Documentation Is King
I recently stumbled on a Java/.Net open source project called BouncyCastle when I was running into issues using Microsoft’s implementations of RSA in the .Net Framework. I thought to myself, “Open source to the rescue again!”, Boy was I wrong. Let me go on records as saying it’s a good project and has a ton of useful API’s in it, the problem there is no documentation or examples.
There are a lot of open source frameworks out there. But there are very little that are truly great. I believe this is because people are so into the code and the architecture that they forget that there may be other people using the framework. This is why, documentation is king of your project!
If you are publishing a framework for other people to use without any kind of documentation you really have failed. Even the smallest of frameworks should have a little bit of documentation. Frameworks especially should have well documented samples. If your potential user is browsing your unit tests trying to figure out how things works, there is a problem.
Here is a checklist that I think is a must have for any framework:
- Easily to navigate website (i.e. CommunityServer/Wiki)
- HTML documentation on the site
- CHM or VSDoc with the download package
- Samples of the 80% (common) scenarios with the download package
- Forums or other web community system (not a mailing list!)
There is an old adage when it comes to documentation and is goes something like this; “Outdated documentation is worse then no documentation”. That is a bald face lie put out by people who would prefer to never write documentation. Old documentation can be really confusing and frustration but what it does provide is a sign that could point someone in the general direction.

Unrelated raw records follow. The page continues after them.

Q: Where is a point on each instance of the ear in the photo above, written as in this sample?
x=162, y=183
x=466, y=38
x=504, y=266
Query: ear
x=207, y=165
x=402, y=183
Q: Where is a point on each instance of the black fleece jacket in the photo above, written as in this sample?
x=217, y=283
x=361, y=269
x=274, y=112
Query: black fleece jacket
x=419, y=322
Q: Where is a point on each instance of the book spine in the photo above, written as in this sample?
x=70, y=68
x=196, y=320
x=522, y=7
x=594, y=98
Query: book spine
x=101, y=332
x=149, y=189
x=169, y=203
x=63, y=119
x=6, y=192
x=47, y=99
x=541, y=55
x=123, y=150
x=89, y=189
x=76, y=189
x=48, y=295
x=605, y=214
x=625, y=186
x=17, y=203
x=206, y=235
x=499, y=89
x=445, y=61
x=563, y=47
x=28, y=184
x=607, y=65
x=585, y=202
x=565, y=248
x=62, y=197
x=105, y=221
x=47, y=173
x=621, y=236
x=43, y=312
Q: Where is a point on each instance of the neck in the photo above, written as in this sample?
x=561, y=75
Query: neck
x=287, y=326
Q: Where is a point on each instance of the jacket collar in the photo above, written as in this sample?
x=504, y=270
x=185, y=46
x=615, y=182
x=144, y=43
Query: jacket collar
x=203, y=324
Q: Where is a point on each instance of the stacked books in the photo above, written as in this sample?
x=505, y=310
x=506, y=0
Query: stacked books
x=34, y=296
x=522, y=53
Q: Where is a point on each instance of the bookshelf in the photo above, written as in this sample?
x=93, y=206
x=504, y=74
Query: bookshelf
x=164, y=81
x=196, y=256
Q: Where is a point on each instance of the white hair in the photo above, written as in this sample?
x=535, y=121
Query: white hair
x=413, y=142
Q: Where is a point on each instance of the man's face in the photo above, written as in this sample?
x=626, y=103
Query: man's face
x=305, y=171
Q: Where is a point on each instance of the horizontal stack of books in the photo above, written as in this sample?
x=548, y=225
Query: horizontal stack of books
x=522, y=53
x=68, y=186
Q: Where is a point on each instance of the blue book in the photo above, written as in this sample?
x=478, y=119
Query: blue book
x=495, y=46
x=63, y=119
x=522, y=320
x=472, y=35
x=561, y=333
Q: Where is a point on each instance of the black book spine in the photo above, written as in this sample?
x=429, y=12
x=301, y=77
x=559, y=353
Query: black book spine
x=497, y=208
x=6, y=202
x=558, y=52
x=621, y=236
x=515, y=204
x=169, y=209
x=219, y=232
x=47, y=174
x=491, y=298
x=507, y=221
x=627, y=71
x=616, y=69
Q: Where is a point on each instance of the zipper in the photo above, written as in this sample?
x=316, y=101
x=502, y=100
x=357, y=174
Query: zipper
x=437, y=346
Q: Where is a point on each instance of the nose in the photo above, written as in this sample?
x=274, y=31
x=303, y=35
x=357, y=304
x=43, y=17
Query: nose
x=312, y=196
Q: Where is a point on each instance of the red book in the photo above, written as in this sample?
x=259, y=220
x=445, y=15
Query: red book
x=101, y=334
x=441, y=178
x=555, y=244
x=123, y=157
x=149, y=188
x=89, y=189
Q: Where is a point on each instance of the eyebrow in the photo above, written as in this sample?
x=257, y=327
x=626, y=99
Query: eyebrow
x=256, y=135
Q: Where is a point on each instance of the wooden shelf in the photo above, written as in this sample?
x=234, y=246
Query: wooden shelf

At the time of this writing I’m trying to figure out why BouncyCastle’s RSA implementation just spit out garbage to me. Was it padding? Did my encoding not work right? Was I calling the correct thing? I don’t know and because there are no samples or any documentation to speak of trying to orient myself in the right direction is a difficult task. Frameworks are supposed to make developers lives easer by making complex tasks simple, but without a solid foundation of documentation, samples and community it only adds more work.